Mentre il dibattito politico napoletano si accende e si infervora impegnando intellettuali, scrittori, influenzer, sindaci e dirigenti di partito, su alleanza, campi larghi, aperture, chi appoggiare, come aprire, cosa aprire ma sicuramente mai dove andare, la città vive la sua realtà purtroppo drammatica.
La storia degli operai e delle operaie dello stabilimento Whirlpool di via Argine che hanno colorato le strade di Napoli con la loro vertenza e che ieri hanno visto realizzarsi l’incubo della chiusura a Roma, è un esempio della nostra realtà contemporanea.
Sulla Whirlpool nessuno ha potuto incidere veramente, la scelta era stata presa dal gigante americano già nel 2018 e se l’impianto “non è più sostenibile economicamente e l’azienda perde 20 milioni l’anno solo per via Argine” allora la Whirlpool fugge. In questi mesi la politica e, purtroppoo, anche i sindacati si sono limitati alle parole, pur infuocate, ma mai incastonate nella realtà.
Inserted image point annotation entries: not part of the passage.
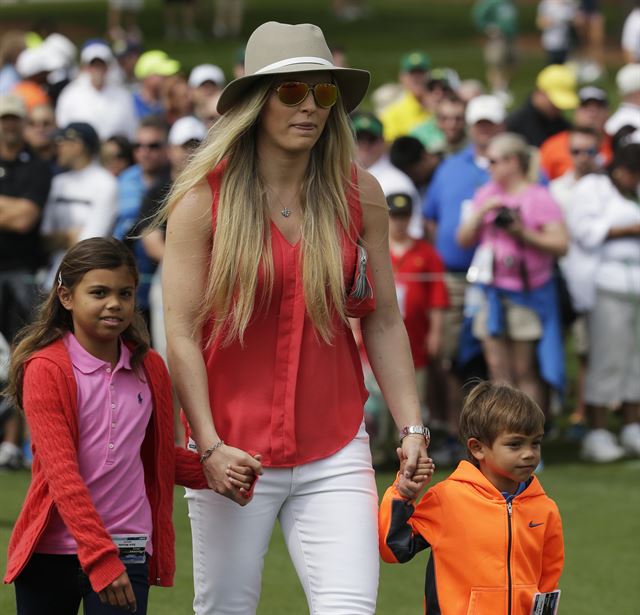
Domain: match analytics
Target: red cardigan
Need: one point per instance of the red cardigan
(51, 407)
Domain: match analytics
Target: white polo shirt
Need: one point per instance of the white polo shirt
(393, 181)
(87, 200)
(110, 111)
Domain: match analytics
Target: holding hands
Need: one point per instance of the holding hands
(416, 470)
(232, 472)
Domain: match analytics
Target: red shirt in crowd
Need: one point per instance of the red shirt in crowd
(555, 157)
(420, 287)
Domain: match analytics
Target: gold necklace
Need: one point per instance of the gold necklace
(285, 211)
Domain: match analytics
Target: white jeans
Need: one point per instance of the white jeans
(328, 513)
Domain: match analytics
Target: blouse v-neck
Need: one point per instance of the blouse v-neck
(279, 234)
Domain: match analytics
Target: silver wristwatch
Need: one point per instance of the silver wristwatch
(420, 430)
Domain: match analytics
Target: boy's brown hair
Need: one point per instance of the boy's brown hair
(491, 409)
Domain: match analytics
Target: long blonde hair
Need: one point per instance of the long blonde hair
(241, 245)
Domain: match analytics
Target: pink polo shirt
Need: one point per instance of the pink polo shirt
(537, 209)
(114, 408)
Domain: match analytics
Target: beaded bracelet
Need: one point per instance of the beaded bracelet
(210, 451)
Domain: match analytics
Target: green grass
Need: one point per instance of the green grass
(600, 508)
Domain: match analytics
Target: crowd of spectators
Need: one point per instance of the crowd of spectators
(511, 228)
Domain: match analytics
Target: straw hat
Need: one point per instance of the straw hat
(277, 49)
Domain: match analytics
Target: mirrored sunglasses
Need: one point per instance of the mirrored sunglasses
(292, 93)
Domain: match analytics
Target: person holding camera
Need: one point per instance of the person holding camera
(520, 231)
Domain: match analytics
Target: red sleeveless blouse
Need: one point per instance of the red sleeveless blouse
(285, 393)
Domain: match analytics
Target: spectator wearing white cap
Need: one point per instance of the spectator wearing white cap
(628, 112)
(39, 133)
(205, 81)
(185, 135)
(63, 54)
(91, 98)
(83, 199)
(34, 65)
(448, 197)
(24, 185)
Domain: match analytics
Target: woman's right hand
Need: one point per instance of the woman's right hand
(119, 593)
(230, 470)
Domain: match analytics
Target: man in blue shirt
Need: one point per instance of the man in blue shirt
(449, 196)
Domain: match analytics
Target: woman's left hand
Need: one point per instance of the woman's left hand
(414, 447)
(516, 228)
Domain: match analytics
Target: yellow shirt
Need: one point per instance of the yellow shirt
(399, 118)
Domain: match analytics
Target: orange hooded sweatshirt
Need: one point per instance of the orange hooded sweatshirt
(489, 556)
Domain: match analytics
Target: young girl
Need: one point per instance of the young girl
(96, 523)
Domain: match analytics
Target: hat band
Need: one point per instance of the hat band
(297, 60)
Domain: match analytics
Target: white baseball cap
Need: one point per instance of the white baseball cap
(63, 49)
(187, 129)
(96, 51)
(628, 79)
(485, 107)
(206, 72)
(35, 60)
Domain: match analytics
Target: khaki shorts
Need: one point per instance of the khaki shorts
(580, 336)
(522, 324)
(453, 316)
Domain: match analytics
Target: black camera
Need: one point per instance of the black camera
(504, 218)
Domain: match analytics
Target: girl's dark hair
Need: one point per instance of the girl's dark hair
(53, 320)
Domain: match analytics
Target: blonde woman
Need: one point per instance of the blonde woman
(519, 230)
(261, 258)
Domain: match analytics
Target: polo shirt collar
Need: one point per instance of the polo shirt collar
(85, 362)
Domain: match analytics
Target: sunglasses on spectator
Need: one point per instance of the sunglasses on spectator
(458, 119)
(292, 93)
(588, 151)
(151, 145)
(41, 123)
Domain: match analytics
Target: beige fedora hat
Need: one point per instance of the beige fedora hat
(277, 49)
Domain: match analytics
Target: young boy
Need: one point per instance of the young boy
(495, 536)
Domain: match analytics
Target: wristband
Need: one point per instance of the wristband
(210, 451)
(418, 430)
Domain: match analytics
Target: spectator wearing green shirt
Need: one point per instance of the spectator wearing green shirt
(498, 21)
(446, 132)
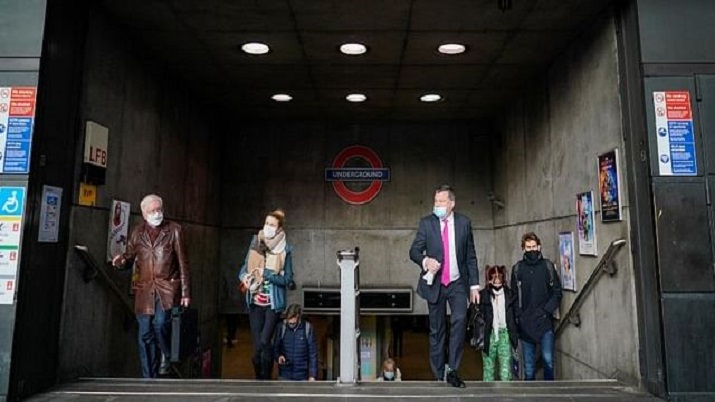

“Noi non arretriamo di un passo. Whirlpool deve sapere che lo scontro lo faremo fino alla fine. Potrebbe essere il loro Vietnam l’Italia”. Diceva il segretario generale della Fiom di Napoli, Rosario Rappa a ottobre scorso. Ma dopo pochi mesi anche i sindacati hanno ceduto e ieri alla loro uscita dal MISE sono stati duramente contestato dai lavoratori con tafferugli, urla e lanci di oggetti.
Se prometti la luna poi non puoi pretendere che ci si accontenti del nulla.
E intanto la politica è distratta a parlare del voto in Emilia-Romagna, di appoggiare o meno Caldoro o De Luca, di essere con Ruotolo ma senza stringere accordi con DeMa o di essere contro Ruotolo e rappresentare la borghesia “intellettuale” napoletana.
In Campania, più che altrove, c’è bisogno di riscoprire i fondamenti e le ragioni di una politica industriale nuova e capace di leggere i territori, la loro geografia e le loro esigenze economiche e sociali.
Purtroppo anche la Whirlpool ci consegna la solita storia di una globalizzazione violenta e mai governata, dove le istituzioni sono depotenziate, deboli e incapaci di reggere il confronto con il capitale e i lavoratori sono troppo spesso soli, non rappresentati e impotenti davanti ai colossi globali.
In questa situazione drammatica la politica si dimostra del tutto inutile nel conflitto sociale esistente e completamente inabili di parteciapre alla soluzione.
Eppure proprio la politica dovrebbe rispondere agli interrogativi che riguardano non solo le crisi industriali ma quello che queste provocano sulla tenuta sociale dei territori. I deserti civili, geografici ed economici che ogni chiusura è ogni riconversione lasciano alle loro spalle.
Sulla Whirlpool, che è stata una tendenza mediatica apprezzabile, leggeremo dichiarazioni, vedremo sfilare istituzioni che chiuderanno il pugno e grideranno “il potere deve essere operaio” ma purtroppo dietro questa pantomima purtroppo ci sono zero idee e zero soluzioni.